In the late 1800s Andrew Carnegie, who thought books and libraries should be for the public, got libraries started all over the US–small towns, big towns, you name it. By 1920, the Carnegie estate had put $50 million dollars into building 2,500 libraries, 1,700 of which were in the United States. Don’t let the Kardashians fool you, sometimes rich people are awesome. Oh, except the thing was, Carnegie’s efforts were derided by both conservatives who called Communism on Carnegie for wanting to use tax dollars for libraries (because back in the day, whenever you hated someone for trying to do something cool, you called Communism on them) and liberals who thought the taxes would be too expensive for the working class. That’s right, at the end of the month I always have to tighten my belt because…too many of my tax dollars went to the library.

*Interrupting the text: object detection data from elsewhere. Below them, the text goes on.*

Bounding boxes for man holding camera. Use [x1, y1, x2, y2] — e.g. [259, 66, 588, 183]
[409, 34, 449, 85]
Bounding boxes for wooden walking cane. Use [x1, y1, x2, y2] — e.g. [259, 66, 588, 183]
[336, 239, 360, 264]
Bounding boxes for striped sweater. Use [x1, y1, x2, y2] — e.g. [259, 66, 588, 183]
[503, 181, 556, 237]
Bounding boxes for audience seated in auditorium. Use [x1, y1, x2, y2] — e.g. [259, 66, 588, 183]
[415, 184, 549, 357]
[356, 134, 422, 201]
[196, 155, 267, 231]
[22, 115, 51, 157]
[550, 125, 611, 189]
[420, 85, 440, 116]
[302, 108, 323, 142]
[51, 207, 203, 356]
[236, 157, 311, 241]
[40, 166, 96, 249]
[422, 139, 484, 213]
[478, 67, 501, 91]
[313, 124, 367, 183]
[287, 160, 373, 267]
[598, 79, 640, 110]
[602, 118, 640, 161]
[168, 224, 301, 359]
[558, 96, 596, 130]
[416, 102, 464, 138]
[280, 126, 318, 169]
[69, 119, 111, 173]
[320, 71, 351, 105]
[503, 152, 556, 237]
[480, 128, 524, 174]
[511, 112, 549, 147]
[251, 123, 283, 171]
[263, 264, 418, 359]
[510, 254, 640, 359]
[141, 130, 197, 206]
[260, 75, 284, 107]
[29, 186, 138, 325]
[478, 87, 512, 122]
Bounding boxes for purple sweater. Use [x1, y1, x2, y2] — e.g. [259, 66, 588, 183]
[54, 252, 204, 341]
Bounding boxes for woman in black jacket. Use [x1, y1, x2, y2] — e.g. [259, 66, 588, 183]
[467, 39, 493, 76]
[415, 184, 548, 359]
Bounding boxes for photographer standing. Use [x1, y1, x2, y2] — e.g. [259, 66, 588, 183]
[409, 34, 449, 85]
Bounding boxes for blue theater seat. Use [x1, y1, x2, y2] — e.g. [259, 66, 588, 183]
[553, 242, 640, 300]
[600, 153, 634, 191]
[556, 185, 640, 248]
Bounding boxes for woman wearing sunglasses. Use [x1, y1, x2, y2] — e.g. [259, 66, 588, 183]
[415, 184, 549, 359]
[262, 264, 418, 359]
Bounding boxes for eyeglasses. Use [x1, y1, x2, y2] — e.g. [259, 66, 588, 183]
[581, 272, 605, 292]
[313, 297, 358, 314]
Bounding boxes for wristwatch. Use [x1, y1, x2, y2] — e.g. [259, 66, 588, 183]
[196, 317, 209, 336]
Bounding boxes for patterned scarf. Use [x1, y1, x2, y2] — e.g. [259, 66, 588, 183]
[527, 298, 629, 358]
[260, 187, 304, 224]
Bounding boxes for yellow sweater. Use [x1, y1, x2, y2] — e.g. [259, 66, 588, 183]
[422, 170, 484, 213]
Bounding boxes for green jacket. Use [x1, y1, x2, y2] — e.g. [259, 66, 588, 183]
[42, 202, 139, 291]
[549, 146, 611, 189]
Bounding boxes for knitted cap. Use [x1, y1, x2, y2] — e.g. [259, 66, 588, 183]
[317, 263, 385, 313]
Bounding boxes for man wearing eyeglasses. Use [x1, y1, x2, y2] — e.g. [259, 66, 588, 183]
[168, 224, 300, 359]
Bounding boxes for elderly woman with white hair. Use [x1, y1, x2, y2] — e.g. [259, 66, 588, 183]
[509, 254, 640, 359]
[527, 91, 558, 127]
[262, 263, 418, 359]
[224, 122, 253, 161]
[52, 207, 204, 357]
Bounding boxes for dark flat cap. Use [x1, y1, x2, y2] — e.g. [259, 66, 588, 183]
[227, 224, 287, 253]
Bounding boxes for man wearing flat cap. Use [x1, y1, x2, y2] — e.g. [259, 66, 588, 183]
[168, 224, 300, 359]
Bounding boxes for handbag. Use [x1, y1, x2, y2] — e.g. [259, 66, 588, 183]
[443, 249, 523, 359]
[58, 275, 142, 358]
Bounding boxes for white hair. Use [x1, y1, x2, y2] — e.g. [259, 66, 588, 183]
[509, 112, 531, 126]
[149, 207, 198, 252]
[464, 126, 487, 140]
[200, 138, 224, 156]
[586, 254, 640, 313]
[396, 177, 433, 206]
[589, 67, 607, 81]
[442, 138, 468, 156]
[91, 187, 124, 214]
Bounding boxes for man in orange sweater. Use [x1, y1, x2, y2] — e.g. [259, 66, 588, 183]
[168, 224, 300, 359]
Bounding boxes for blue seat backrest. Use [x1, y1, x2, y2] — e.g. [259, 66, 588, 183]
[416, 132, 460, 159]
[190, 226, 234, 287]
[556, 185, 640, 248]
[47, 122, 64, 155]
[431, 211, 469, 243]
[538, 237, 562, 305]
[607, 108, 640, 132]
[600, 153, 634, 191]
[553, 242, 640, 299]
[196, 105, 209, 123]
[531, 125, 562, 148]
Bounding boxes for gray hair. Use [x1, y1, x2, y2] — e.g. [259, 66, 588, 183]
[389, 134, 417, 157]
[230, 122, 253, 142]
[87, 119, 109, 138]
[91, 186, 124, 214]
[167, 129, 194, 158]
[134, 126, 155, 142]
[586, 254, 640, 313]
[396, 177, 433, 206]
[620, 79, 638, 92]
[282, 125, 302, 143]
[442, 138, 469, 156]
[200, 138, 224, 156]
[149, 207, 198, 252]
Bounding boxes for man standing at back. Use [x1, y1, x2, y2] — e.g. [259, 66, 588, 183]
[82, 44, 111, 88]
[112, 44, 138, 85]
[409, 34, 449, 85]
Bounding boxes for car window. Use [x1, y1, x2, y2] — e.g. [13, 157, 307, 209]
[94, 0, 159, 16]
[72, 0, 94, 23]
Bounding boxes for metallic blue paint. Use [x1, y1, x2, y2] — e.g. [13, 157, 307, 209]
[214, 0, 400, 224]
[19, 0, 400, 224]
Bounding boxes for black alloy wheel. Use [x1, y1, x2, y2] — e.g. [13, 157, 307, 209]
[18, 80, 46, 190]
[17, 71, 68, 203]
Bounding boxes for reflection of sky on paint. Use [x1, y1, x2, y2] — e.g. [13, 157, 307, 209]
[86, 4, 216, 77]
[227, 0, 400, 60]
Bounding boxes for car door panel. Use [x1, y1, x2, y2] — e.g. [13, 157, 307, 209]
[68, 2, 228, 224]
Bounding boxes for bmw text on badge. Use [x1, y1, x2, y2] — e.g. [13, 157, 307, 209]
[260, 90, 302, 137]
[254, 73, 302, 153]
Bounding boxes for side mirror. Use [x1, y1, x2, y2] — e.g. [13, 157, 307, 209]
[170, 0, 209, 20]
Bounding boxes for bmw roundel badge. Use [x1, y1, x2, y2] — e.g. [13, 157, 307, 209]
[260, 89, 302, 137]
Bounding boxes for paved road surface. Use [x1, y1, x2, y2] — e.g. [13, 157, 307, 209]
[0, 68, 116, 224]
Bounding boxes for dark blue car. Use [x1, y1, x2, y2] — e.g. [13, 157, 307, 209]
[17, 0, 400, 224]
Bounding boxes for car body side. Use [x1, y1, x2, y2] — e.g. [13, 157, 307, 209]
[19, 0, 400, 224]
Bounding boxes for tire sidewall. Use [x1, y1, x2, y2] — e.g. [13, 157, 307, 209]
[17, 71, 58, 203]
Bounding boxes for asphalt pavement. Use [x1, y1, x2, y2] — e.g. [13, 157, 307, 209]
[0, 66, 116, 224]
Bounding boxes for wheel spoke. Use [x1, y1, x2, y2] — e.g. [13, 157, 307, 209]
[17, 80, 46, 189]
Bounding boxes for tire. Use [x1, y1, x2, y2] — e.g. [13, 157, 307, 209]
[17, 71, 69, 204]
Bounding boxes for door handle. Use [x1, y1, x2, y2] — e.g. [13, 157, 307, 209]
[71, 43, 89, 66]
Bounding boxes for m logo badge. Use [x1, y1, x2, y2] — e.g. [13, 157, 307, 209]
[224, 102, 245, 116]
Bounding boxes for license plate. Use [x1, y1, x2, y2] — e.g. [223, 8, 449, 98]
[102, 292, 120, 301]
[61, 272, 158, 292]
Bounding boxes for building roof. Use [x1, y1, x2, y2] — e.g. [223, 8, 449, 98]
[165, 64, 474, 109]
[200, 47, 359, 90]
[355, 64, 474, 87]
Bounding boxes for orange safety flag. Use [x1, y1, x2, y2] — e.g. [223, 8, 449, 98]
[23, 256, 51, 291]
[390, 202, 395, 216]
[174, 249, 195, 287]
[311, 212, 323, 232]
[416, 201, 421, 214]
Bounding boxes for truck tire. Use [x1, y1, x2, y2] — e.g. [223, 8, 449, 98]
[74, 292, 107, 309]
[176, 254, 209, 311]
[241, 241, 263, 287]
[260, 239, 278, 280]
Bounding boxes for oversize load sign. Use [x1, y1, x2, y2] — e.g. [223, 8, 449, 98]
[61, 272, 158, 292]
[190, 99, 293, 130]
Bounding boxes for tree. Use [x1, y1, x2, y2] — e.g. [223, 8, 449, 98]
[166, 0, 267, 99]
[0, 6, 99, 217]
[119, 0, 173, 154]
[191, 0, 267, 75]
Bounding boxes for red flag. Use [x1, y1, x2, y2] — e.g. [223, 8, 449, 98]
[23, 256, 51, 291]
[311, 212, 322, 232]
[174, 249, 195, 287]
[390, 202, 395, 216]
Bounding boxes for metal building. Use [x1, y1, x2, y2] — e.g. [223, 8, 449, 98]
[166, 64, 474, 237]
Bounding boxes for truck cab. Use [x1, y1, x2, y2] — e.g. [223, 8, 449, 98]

It wasn’t until the late 1930s when Americans freaked out about Nazis burning books that libraries became, like, a sexy cause. Look, I’m not thanking the Nazis for the modern library (I’m not thanking the Nazis for ANYTHING) but I am glad there was a catalyst for this cause and I am glad that after the war, in 1956, the Library Services Act was passed, allowing federal funding for libraries.

Whirlwind tour, right? The history of the public library in the United States needs a Schoolhouse Rock song stat! I’m thinking something with an “I’m Just a Bill” feel. In any event, I now know that the modern public library did not burst forth from the head of Zeus fully grown and armored screaming its clarion call for war. This ish took TIME. I cannot tell you how grateful I am for its modern incarnation. I say without reservation that it ranks among my favorite modern inventions- penicillin, refrigeration, the internet, my library card.